Model fitting without grouping variable
It is also possible not to use any grouping variable for the
name_group_var argument. Here, we simulate a dataset without the
effect of a grouping variable, resulting in no difference in the height
of the overall mean trajectories and using the same nonlinear functions.

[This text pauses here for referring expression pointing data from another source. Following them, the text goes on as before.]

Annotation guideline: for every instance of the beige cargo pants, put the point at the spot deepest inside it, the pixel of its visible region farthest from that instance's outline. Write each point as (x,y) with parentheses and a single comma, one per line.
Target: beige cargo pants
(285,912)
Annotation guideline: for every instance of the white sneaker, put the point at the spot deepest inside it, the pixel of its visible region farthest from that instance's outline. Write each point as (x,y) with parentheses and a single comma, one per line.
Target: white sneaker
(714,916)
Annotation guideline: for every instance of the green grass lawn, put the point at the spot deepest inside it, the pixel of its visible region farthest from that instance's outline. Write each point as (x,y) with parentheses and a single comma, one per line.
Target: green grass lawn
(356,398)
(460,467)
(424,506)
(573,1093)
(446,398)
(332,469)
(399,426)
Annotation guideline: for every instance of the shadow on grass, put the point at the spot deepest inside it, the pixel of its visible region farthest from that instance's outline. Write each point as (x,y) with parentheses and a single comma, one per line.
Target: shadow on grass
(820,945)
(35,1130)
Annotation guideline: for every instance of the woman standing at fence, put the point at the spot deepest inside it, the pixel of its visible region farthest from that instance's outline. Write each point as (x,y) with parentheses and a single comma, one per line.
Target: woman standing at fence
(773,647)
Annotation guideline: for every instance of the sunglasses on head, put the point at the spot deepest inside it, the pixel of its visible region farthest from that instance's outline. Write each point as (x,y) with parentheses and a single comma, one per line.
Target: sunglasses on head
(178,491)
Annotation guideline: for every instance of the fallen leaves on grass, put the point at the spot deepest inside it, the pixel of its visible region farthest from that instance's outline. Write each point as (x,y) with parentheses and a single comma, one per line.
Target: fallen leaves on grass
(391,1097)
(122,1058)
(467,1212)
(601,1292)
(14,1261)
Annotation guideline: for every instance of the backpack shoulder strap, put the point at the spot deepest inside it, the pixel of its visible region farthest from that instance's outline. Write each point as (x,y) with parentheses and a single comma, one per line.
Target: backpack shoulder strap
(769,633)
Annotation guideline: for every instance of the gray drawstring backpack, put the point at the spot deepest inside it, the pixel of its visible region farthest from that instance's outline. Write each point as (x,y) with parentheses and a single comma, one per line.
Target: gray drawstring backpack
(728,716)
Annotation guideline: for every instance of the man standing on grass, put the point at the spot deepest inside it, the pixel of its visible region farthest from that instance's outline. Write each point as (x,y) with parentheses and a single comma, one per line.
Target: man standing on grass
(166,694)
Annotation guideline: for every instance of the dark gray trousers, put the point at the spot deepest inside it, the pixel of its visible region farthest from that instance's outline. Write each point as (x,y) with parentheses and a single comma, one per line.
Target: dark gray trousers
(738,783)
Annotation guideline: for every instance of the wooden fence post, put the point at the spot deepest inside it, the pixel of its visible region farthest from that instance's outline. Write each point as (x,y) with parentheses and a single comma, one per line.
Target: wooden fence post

# Simulate a dataset with no group effect
set.seed(123)
data_sim <- simulate_group_inter(
N = 50, n_mvnorm = 3, grouped = FALSE,
timepoints = 3:5, nonpara_inter = FALSE,
sample_from = seq(0, 52, 13),
cos = FALSE, A_vec = c(1, 1.5)
)
sim <- data_sim$sim
# Fit the data
x <- as.matrix(sim[, -1:-3])
y <- sim$y
series <- sim$series
t <- sim$t
bases <- create_bases(t)
tuned_plsmm <- tune_plsmm(x, y, series, t,
name_group_var = NULL, bases$bases,
gamma_vec = gammas, lambda_vec = lambdas, timexgroup = FALSE,
criterion = "BIC"
)
plot_fit(x, y, series, t, name_group_var = NULL, tuned_plsmm)Only one figure is displayed now since there is no grouping variable.